God will call us to take leaps of faith that we have never faced before and in our hearts we fear it will upend the comfortable little cottage we have set up in our souls, and it most certainly will, but the little cottage must be expanded and built upon. Reuben is comfortable and they don't want to risk upsetting that.
This same phenomenon will happen to all of Israel after the celebrations of the victory have died down and they return to their lives in peace. The land is still filled with Canaanites here and there, Philistines, Phoenicians, and other Canaanite tribes live in various places, but after what happened to the northern Canaanite kings in Deborah and Barak's war, no one dares come against Israel and there is peace for forty years. What should the Jews do in regards to the Canaanites during this time? By God's command, bring war to their gates and drive them out completely and lay claim to all the land that God graciously allotted to them. But instead they sit in comfort and luxury and prefer rather to exact tribute from the Canaanites while they live among them. And as they do, they intermarry with them and more and more half Jew - half Canaanite children are born who find no affinity to the covenant of Abraham and are drawn to the Baal cult and eventually so are their families and neighbors and over time the country in engrossed in idolatry all over again.
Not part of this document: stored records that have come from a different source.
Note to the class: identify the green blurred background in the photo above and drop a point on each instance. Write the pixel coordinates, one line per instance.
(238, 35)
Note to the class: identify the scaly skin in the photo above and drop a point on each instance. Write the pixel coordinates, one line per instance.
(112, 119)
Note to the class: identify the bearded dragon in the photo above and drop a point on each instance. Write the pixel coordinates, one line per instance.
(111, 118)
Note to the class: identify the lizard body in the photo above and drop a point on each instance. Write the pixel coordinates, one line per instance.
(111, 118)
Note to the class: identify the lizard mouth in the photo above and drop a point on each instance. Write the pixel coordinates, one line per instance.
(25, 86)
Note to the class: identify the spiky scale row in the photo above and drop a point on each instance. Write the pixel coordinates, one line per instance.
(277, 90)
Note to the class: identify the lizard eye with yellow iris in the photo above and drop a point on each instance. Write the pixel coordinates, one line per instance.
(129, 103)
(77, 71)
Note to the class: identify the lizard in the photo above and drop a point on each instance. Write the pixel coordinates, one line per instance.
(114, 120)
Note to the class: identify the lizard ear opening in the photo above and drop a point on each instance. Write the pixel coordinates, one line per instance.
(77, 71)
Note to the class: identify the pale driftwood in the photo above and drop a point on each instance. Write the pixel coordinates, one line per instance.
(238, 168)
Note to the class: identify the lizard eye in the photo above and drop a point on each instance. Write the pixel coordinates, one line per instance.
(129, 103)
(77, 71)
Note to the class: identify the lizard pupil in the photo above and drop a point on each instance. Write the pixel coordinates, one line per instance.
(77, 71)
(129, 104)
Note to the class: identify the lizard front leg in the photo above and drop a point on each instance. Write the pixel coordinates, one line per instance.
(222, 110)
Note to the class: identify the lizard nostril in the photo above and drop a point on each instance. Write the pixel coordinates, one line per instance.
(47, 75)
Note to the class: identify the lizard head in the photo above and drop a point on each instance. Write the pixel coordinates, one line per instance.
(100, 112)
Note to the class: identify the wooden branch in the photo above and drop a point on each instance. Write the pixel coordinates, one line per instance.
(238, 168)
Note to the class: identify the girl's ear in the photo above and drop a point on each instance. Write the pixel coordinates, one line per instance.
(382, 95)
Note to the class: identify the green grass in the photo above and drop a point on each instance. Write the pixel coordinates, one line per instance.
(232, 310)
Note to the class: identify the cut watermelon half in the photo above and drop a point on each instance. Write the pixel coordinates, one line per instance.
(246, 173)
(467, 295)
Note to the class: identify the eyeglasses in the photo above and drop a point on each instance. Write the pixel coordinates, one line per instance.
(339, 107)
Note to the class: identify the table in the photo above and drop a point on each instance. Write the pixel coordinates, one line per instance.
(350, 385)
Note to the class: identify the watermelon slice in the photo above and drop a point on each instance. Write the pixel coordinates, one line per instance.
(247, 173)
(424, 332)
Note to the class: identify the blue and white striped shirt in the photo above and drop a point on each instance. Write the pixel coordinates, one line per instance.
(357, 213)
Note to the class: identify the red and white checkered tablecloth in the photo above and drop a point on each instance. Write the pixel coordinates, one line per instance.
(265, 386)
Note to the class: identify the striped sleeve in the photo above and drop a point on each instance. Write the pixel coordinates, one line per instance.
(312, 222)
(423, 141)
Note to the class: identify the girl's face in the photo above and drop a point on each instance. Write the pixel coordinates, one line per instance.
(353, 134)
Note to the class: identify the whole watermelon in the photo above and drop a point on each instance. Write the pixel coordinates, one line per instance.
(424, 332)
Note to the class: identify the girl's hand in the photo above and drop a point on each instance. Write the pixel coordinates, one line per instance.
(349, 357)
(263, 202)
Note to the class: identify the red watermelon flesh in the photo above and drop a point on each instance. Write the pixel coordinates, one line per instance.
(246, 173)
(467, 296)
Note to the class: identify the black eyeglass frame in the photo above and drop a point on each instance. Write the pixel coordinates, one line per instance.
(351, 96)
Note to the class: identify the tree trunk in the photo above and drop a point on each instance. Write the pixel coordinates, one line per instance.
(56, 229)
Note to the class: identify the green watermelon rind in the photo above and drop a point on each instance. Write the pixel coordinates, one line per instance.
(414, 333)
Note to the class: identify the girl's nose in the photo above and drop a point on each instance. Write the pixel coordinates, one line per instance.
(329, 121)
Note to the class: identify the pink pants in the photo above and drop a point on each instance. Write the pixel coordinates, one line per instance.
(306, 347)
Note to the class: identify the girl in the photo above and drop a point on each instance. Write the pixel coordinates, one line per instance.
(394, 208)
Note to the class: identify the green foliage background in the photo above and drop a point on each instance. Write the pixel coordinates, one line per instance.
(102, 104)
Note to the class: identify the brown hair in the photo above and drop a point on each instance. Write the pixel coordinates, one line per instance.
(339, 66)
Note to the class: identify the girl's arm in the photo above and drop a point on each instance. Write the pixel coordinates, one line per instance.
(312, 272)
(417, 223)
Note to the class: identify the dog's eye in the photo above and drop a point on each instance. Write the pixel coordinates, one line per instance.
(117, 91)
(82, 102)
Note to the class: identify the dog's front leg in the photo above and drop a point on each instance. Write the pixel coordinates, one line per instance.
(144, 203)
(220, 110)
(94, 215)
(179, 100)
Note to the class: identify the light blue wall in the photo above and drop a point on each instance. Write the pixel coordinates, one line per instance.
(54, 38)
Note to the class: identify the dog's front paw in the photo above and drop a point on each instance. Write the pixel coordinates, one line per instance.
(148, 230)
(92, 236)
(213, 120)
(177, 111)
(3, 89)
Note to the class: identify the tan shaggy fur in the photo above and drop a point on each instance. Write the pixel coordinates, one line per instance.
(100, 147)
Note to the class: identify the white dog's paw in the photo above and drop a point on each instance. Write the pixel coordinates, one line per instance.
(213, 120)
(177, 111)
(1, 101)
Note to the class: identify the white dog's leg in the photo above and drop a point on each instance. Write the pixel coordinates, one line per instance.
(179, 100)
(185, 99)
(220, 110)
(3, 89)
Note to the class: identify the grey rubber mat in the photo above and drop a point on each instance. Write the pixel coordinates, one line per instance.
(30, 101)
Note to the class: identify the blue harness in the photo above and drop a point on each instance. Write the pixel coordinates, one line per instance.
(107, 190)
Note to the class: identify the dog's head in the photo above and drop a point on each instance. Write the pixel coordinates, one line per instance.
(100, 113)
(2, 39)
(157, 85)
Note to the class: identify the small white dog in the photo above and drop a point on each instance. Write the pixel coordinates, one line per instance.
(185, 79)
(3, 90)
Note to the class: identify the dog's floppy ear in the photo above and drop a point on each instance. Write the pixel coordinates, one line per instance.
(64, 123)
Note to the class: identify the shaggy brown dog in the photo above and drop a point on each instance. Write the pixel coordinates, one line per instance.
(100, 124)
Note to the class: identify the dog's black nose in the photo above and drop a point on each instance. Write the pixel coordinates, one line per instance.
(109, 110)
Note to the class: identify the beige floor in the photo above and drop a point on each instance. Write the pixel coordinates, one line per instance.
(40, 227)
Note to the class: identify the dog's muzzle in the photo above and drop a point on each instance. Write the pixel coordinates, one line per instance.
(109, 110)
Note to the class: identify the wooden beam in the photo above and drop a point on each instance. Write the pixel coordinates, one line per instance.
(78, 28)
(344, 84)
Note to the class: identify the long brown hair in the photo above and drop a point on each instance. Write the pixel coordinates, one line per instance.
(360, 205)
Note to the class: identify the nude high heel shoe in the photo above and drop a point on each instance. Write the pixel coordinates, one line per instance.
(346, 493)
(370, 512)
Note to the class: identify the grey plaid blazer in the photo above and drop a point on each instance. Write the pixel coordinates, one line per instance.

When comfort comes into conflict with the will of God, the decision is obvious and so are the consequences.
In the phrase, "There were great searchings of heart," He is also pictured as intensely considering whether he should join the war, but then still doing nothing.
They held meetings, passed great resolutions, but it led to no practical result; and at length they preferred to remain quietly at home in their own comfortable pastoral life.
Reuben talked about joining the war ("searchings of heart") but then still did nothing. Words without action.
Reuben's leaders acted like politicians and talked about whether they should join or not, but you can't talk the enemy to death, nor do you do the right thing by only talking about it. Talk is cheap when not followed by action.
Christians can talk about what it means to walk in the manner of the Lord, but that means nothing if they don't actually do it. And if you do it, then you don't have to talk about it.
Remember what is was that made the difference between the man who built his house on the rock and the one who built on the sand in our Lord's illustration.
MAT 7:24 … 26
"Therefore everyone who hears these words of Mine, and acts upon them, may be compared to a wise man, who built his house upon the rock. … And everyone who hears these words of Mine, and does not act upon them, will be like a foolish man, who built his house upon the sand."
JDG 5:17 " Gilead remained across the Jordan; And why did Dan stay in ships? Asher sat at the seashore, And remained by its landings.